Q: What is the worst kind of vegetable to take on a boat?


A: A leek. 

BAHAHAHA


You're welcome. Now go away. 

Saturday, October 6, 2012

What I've Learned So Far

(flashback to 4 weeks ago when I wrote this and never hit the publish button because I was probably interrupted by a diaper change or an episode of Property Brothers on HGTV....)


It's been nearly six weeks, since the wonderful Henry has entered our lives. I can hardly remember what life was like before having our baby, let alone before being pregnant. Realizing that I am six weeks post partum, makes me accept that I may have been a little overambitious with my list of things I wanted to be doing before six weeks post partum. For instance, writing. Yeah...that hasnt happened, it looks as if my pregnancy baby brain has carried over into mom brain. Even when I get "free time" it is nearly impossible to actually focus on anything. I have enough of an attention span to check my facebook or read up on the daily news and political escapades, but it stops there. I have quite a few half written posts, half read books, and half done chores.

But I realized, I'm not entirely helpless...I have learned a few things that I figured I could share.

1. Pee, Poop, and Spit Up are not in fact capable of my demise. I'm actually okay with sleeping on a sheet that has dried spitup, or catching baby poop in my hand as I change yet another diaper.

2. Speaking of diapers...we go through ALOT. Atleast 10 a day, and I'm certain we get to 12 some days. A baby's body is so efficient that after they eat, they pee and poop within 10 minutes.
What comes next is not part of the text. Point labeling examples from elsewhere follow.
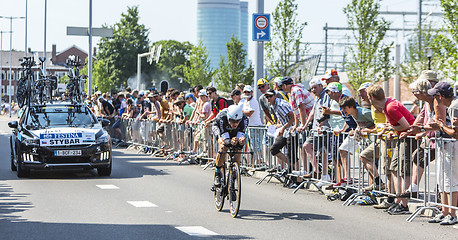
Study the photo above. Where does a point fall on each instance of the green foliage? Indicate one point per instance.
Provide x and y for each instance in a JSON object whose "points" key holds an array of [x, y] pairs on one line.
{"points": [[368, 31], [174, 57], [285, 39], [198, 71], [415, 60], [118, 55], [233, 70]]}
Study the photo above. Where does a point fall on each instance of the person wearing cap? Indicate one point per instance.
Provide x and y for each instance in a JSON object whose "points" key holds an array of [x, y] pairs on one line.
{"points": [[236, 96], [330, 76], [318, 121], [363, 94], [399, 119], [301, 101], [429, 75], [284, 113], [250, 107], [447, 160]]}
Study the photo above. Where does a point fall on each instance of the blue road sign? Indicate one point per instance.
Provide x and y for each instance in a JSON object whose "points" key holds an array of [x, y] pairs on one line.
{"points": [[261, 27]]}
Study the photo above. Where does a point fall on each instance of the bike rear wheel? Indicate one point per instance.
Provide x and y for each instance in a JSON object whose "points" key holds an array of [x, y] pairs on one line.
{"points": [[235, 189], [219, 192]]}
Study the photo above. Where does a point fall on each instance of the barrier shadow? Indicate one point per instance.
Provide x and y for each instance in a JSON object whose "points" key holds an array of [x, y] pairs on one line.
{"points": [[256, 215]]}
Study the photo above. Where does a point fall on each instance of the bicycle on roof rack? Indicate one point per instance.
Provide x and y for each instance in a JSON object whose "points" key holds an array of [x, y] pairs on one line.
{"points": [[76, 82], [45, 85], [25, 93]]}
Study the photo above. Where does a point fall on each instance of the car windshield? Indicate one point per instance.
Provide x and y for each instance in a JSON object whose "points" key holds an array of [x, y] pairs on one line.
{"points": [[49, 116]]}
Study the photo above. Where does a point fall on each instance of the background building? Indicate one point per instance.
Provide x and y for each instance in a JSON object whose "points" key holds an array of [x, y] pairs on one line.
{"points": [[217, 21]]}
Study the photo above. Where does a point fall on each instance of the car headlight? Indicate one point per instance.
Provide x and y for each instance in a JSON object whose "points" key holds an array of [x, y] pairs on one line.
{"points": [[103, 139], [32, 141]]}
Or atleast Henry does. And in mass quantities. With no modesty. Oh the humanity!

3. My body has somehow biologically morphed to functioning well with just 3 hours of sleep.

4. Things are alot easier than I expected. Trust me, it's been six weeks and I'm still alive, my husband is still alive, and so is Henry! All very good signs at this point in the game. 

5. Your marriage doesnt need to take a backseat once you have a baby. It may take more of an effort, but it is so possible to continue growing together. We make sure to love, laugh, and connect everyday, it's what keeps me balanced, or atleast fools me into thinking I'm balanced.

6. Time Flies! I found myself getting sentimental when I packed up the newborn clothes Henry has recently grown out of.  I cannot believe how much he has grown and how much time has already passed. Thinking about the future makes my heart ache...the day he goes to school, moves out, gets married...ohhhh say it aint so. 

7. There is no "right" way to do anything because all babies and all parents are different. We go with instincts and intuition most of the time. You really don't need to read tons of baby books, or to worry every minute of every day. 


(flashforward to now...the other half-dozen, half-written posts will be posted at some point)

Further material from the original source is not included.